Parigi, per fortuna, era di per sé una scuola a cielo aperto con i suoi musei, il Louvre tra tutti, e i suoi caffè e salotti frequentati da artisti, letterati e uomini di cultura.
Fu proprio in occasione di uno dei suoi giri per gallerie che Berthe fece la fortuita conoscenza di Édouard Manet con cui iniziò un sodalizio particolare. Il pittore la ritrasse in diverse delle sue tele e presto la Morisot gli divenne familiare a tutti gli effetti quando convolò a nozze con suo fratello Eugène.
Insieme a Renoir, Degas, Cézanne e Pissarro, l’”amichevole medusa”, così come la definisce il poeta Mallarmé, ha dovuto subire i commenti sprezzanti e i pregiudizi di intellettuali e ricchi critici d’arte, che non capivano la “nuova pittura”. Nonostante questo, il movimento si ritrovava a discutere della loro arte ogni giovedì al mitico “Café Guerbois” in Avenue de Clichy a Parigi (oggi segnalato soltanto da una targa commemorativa).
Erano gli anni in cui si facevano i primi tentativi di fotografia grazie a Nadar, e per questa ragione è ancora più significativa la ricerca impressionistica quasi maniacale della luce per rendere appieno la realtà.
Ogni ora di luce poteva essere importante per il loro quadro e a ogni ora il quadro cambiava.
Questa è l’essenza anche delle fotografie, che, infatti, per loro natura non possono mai essere le stesse e che sono soggette ai capricci della luce solare e ai cambiamenti atmosferici.
I colori degli impressionisti erano brillanti e luminosi, ricercati alla luce bianca del sole che si rifletteva nella tela stessa, cosa che non poteva accadere tra le mura chiuse di uno studio d’artista. Berthe, come i suoi colleghi, dipingeva in giardino e le sfumature delle stagioni riuscivano a materializzarsi sulle sue tele con tratti apparentemente imprecisi, quelle pennellate indefinite tipiche del tocco impressionista, che restituiscono un’immagine se guardati da lontano e che poi si confondono nell’occhio in macchie sublimi di pigmenti vivaci rosa, verde, lilla e blu.
Casa e Giardino di Claude Monet a Giverny, Francia
Come Monet a Giverny, così anche Berthe si fece presto costruire un personale giardino a Passy, un suo atelier privato con piante rare ed esotiche. Monet avrebbe dichiarato che se non fosse divenuto pittore, avrebbe fatto lo studioso di botanica e il giardiniere. “Le nymphéas sont une prolongation de ma propre vie. Elles ne peuvent vivre sans eau comme je ne peux vivre sans art”.

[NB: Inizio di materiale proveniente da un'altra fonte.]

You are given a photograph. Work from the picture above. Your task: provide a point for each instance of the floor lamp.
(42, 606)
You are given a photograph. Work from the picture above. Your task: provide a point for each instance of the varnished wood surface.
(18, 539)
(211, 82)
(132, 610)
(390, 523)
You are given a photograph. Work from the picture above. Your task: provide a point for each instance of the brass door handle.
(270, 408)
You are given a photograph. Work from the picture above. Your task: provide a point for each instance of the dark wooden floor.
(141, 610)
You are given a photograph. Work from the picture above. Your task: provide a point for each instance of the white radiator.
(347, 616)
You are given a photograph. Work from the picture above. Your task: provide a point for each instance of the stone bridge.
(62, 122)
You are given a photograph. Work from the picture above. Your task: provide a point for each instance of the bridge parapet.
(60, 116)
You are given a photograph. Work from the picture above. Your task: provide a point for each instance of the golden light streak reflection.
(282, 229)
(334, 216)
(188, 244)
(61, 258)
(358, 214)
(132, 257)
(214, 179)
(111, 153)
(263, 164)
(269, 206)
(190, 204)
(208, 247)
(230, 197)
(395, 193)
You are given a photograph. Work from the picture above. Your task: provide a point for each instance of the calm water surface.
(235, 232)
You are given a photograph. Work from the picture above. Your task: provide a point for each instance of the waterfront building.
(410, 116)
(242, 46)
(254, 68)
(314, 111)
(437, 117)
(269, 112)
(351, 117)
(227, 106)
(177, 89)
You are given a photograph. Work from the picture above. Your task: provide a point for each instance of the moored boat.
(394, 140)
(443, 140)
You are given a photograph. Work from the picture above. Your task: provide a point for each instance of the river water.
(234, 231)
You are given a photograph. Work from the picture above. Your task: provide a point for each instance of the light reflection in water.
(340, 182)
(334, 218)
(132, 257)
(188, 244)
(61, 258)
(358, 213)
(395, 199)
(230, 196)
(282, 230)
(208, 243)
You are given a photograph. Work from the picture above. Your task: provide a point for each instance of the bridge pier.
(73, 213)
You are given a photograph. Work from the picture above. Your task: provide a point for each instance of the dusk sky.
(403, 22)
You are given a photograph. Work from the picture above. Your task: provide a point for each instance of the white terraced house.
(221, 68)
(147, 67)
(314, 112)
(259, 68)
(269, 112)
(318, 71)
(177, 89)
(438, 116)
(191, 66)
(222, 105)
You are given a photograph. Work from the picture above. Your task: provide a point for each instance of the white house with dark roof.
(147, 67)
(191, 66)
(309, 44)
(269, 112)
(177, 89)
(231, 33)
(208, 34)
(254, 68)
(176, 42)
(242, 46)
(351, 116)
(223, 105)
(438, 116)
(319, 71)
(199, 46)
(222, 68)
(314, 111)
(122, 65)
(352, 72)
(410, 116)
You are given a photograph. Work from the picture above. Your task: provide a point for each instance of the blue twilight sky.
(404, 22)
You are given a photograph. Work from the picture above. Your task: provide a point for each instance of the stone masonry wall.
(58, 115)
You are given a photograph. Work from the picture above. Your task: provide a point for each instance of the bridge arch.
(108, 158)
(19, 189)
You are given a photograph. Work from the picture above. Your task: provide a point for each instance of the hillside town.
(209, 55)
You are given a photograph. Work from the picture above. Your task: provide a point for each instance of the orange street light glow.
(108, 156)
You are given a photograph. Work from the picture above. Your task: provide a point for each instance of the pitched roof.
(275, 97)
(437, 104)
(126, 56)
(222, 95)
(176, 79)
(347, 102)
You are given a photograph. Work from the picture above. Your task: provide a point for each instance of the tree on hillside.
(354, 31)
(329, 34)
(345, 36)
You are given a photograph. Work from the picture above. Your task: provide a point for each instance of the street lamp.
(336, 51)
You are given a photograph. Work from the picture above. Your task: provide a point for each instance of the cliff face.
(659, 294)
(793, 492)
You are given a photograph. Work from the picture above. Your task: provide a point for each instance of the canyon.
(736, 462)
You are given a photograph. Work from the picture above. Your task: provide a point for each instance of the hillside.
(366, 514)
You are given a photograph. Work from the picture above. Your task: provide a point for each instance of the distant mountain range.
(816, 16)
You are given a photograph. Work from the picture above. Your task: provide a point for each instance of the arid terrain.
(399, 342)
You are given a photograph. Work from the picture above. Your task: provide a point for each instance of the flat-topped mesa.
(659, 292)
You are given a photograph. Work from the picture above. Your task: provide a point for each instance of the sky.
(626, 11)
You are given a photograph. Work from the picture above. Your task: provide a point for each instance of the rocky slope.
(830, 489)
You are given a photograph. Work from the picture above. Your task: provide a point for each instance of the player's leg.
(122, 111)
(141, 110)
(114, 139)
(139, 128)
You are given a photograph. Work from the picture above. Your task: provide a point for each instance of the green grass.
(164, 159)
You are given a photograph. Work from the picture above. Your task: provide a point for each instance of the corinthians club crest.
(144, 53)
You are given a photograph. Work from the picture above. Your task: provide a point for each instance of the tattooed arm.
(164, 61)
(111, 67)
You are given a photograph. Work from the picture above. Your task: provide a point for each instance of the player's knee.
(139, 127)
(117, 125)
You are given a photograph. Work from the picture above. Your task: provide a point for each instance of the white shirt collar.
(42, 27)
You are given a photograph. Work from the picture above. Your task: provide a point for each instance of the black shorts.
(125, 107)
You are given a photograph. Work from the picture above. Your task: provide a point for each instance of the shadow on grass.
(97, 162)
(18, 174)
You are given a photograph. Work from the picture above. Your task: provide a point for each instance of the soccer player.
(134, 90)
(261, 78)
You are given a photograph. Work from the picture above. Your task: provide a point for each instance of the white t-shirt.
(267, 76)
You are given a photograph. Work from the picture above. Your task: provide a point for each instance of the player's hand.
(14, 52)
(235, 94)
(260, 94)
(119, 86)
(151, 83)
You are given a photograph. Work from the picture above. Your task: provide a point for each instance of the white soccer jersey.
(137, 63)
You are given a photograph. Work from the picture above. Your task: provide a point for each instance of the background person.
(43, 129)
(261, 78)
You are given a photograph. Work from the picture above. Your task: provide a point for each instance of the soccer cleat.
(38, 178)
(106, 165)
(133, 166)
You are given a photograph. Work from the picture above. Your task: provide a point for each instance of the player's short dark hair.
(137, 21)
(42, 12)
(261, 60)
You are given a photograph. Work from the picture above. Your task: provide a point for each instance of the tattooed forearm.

“Le Berceau”, Berthe Morisot (1872),
olio su tela 56 x 46
Le scene evanescenti che Berthe predilige sono degli squarci di vita quotidiana: una donna appoggiata alla culla del suo neonato, in questo caso la sorella Edma con la figlia Blanche, una ragazzina arrampicata sull’albero in solitudine, un’altra che si spazzola i capelli davanti allo specchio. La finezza della Morisot, sulle luci e le ombre della vita parigina che già molti artisti erano riusciti a immortalare, denota una sensibilità e una genialità fuori dal comune, attenta ai dettagli e all’introspezione. Berthe non era semplicemente la modella dei ritratti di Manet, ma una compagna, sua seguace e affettuosa rivale, come spesso accade nell’arte.
Il soggetto può diventare oggetto e così via sviluppando unioni indissolubili e indispensabili, lì dove un artista non può esistere, se non esiste l’altro.